Compound AI Systems

reading time: 4.42 mins

published: 2024-08-17

updated: 2024-08-31

... are here to stay.

Language Modeling - Necessary, Not Sufficient

Language models can do a lot - but maybe not everything, maybe not tomorrow. For instance, I’m not sure how many OOMs of model depth we’d need to make a transformer competitive with even a medium-sized VIN at deep reasoning tasks, but I suspect it’s more than the OOMs OAI will deliver in November (1.3, to be precise) and likely more than we can power with the West’s current solar/wind/gas energy stack. Problems like credit assignment and reward modeling are difficult to make tractable in sequence modeling (do you do RL at the token or utterance scale, or both?) - but easy for RL models. More practically, most important ML problems are only solvable with a panoply of engineering tweaks/hacks (the delta between DreamerV2 and DreamerV3 comes to mind), and those hacks take time to ground for a given architecture. I’m skeptical that language modeling will win it all after e.g OAI bets the farm on a 40T model.

I’m skeptical, but not a skeptic. I might even be an LM maximalist. I think transformers are the way to represent, access, and work with humanity’s collective crystalized knowledge. Any system that benefits from human knowledge or derivatives thereof (e.g. program synthesis), then, will need/want to work with them. Learning a world model entirely from scratch in an SSM is fine for Crafter, less fine even for video games like Red. Do you really want your e.g. household humanoid or killer drone to be completely ignorant of human knowledge? If you do, will governments permit it? If the answer is no - it’s no - you will integrate a full attention-based language model into your system.

Most AI systems that provide real-world value will use a language model. Most will use non-language components. These components will need to share information, and beyond the v0 stage, they’ll need to learn to do so from data.

Learning Makes Compound AI Systems Work

Learning what information to use - to ignore irrelevant variation - is a common, hard, and important problem. In a compound AI system (CAIS), it’s not just one problem, but many - each edge between components needs to solve it, since information doesn’t flow in high-entropy residual streams but rather via text or embeddings that can be interpreted without the aid of gradients. These channels are sparse, and usually the main bottleneck constraining CAIS topologies. Learning what information to pipe through them, then, is very important. The best way I know to do this is by searching over discrete interventions.

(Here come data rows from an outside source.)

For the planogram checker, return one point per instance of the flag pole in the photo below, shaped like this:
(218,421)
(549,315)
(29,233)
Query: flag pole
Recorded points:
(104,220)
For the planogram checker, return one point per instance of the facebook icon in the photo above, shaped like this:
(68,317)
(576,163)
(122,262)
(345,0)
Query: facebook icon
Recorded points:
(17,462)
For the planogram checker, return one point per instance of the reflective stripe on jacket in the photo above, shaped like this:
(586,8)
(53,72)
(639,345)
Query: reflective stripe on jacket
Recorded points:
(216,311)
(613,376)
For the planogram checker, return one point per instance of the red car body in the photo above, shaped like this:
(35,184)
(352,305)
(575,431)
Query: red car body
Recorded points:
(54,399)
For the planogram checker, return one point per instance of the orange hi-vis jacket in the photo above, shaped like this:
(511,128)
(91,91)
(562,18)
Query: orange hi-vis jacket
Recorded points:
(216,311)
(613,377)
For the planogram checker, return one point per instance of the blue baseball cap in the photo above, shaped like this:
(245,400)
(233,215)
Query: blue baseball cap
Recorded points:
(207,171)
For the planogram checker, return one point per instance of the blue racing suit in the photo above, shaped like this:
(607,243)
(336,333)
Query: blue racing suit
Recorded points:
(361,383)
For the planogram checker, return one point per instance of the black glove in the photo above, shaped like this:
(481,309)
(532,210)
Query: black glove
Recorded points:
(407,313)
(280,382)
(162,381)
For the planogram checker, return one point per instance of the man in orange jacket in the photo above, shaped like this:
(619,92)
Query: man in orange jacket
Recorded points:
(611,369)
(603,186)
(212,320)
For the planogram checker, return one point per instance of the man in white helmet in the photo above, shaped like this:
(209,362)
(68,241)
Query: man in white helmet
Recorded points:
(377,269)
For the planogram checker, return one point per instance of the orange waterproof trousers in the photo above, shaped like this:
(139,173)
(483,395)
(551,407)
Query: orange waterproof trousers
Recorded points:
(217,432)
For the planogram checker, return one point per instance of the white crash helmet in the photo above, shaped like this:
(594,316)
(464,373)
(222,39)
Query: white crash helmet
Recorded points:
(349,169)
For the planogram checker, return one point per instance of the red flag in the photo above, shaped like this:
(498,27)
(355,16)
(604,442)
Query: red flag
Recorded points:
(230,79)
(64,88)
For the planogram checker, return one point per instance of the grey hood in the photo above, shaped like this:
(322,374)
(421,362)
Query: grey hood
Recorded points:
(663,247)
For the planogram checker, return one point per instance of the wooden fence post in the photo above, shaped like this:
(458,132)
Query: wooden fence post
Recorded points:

In multi-stage prompt optimization, we do this by identifying failures, generating plausible interventions using explicit reasoning together with a simplified model of the dataset and downstream / upstream components, and searching over combinations of those interventions to find ones that work.

That might seem ad hoc - why search? - but really it reflects a basic property of dynamical systems: unlike with chaotic systems, we can reason about how interventions will impact behavior locally, but unlike Lipshitz systems, we can’t bound global effects. Search over interventions with strong expected local impacts, then, is a good way to learn with CAISs, just as it’s a good idea for chess and robotics navigation.

Even with homogenous language-model systems, doing this search is still early days. Doing science to develop better ideas to underpin this search is valuable.

What Learning CAISs Can Do For Us

From the last two years of demos, most of us are familiar with the Hello World! of CAISs - RAG. But many of us are also familiar with PlanAct, Mixture-of-Agents, LM Ensembles, and other system topologies for scaling compute used to solve a given problem across multiple inference steps. While the acronyms can be hard to keep track of, scaling compute by adding nodes to the control flow graph of one’s LM CAIS works - and therefore, so do the acronyms.

Most of these recipes require the user to specify the topologies and instructions ahead of time. With DSPy, we can do a pretty good job at learning instructions from data; learning apt topologies from data, on the other hand, will be unblocked by better science to structure search. Once it is, signatures and starting instructions will look a lot more like seeds and metrics like constraints in a much more general optimization process. Learning the best K-call topology, then, won’t be a matter of trading off human time for test time compute, but (a bit more) train time compute for (a ton of) test time compute. Given the interest in scaling test-time compute, methods for learning efficient topologies - as opposed to the trivial baselines popular today - will see wide use.

Learning from data won’t just help us replace human effort with compute. It’s pretty straightforward, if onerous, to reason about homogenous language model systems. It’s not that hard to reason about retrieval model / language model mixes - although maybe it’s hard to do so effectively. Reasoning about e.g. language model / reinforcement learning or language model / causal model mixes is quite possibly a much, much harder problem. We’ll almost certainly need strong automated search to do so. Despite this hurdle, strong implementations for these mixes will go a long way toward unlocking many of the real-world AI use cases people care about. It’ll be hard, and worth it.

Long DSPy. Let’s learn how to learn CAISs.